Aidan Dwyer, A 13-Year-Old Solar Pioneer
- Details
- Created on Sunday, 21 August 2011 16:17
- Written by Celia Evans
- Category: People
I keep saying that the next generation is ahead of their time. I'm pinning my hopes on them to undo some of the multitudes of environmental mistakes of the boomers.
Anyway, Aidan Dwyer a pre-teen from Long Island has devised a more efficient way to collect solar energy, using the Fibonacci sequence. He just got a provisional U.S. patent and interest from people and corporations apparently eager to explore commercializing his innovation.
The Fibonacci sequence is a mathematical pattern starting with the numbers 0 and 1; each subsequent number is the sum of the previous two – 0, 1, 1, 2, 3, 5, 8, 13…. These numbers, when put in ratios, happens to show up in the patterns of branches and leaves on trees. Aidan, having been mesmerized by tree-branch patterns during a winter hike in the Catskills, sought to investigate why. His hunch: “I knew that branches and leaves collected sunlight for photosynthesis, so my next experiments investigated if the Fibonacci pattern helped.” So Aidan built a tree-like stand affixed with small solar panels in the Fibonacci pattern. He compared his device's ability to collect sunlight up against the flat-panel collector that is currently in wide use today. His proved to be better, much better. It's more efficient and collects more energy.
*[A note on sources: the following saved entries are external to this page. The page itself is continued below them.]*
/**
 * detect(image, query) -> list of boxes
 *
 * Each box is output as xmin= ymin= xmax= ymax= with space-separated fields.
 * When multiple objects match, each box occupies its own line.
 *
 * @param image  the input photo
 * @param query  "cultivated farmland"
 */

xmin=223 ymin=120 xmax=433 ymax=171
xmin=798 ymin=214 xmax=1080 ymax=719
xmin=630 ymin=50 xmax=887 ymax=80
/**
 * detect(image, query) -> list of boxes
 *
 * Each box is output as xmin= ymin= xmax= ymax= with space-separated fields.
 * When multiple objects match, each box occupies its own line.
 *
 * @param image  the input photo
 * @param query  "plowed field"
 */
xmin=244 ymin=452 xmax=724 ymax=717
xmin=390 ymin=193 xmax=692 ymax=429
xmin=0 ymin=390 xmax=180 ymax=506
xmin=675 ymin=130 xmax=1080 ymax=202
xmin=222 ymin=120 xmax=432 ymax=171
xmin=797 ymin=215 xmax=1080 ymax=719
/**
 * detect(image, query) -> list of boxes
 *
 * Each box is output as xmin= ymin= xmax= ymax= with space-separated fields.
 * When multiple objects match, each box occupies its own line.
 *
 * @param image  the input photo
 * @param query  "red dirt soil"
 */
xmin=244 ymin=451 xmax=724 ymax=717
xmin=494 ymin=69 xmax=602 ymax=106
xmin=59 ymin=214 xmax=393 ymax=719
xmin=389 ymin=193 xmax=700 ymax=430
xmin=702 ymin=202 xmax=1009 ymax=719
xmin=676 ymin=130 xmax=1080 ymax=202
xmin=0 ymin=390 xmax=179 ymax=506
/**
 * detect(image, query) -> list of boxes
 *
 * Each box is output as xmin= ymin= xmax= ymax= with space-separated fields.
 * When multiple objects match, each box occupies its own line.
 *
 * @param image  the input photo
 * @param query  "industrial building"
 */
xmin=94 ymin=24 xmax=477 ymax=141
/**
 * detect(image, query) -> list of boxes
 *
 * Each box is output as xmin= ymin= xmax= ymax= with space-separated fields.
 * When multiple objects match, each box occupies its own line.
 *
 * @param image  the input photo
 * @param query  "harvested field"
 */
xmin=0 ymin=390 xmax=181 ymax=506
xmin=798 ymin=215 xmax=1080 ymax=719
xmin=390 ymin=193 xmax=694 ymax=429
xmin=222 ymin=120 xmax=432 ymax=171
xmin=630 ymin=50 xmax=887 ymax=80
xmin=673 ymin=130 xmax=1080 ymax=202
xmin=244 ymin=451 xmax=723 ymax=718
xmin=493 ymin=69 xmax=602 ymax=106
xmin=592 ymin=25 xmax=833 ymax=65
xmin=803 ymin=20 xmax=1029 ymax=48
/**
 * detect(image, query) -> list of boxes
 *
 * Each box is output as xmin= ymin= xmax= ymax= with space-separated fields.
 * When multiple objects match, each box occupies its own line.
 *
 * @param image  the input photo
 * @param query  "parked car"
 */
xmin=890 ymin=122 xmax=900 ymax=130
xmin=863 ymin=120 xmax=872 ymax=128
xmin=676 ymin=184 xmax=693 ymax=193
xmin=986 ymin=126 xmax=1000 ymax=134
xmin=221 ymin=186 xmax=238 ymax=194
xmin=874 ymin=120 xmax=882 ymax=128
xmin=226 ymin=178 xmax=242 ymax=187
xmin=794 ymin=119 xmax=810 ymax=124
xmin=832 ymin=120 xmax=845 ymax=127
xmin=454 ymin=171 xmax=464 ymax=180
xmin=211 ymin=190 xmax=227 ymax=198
Summing up his research and imagining the possibilities, Aidan wrote: “The tree design takes up less room than flat-panel arrays and works in spots that don’t have a full southern view. It collects more sunlight in winter. Shade and bad weather like snow don’t hurt it because the panels are not flat. It even looks nicer because it looks like a tree. A design like this may work better in urban areas where space and direct sunlight can be hard to find.”
See what happens when you turn off the video games and send these kids outside.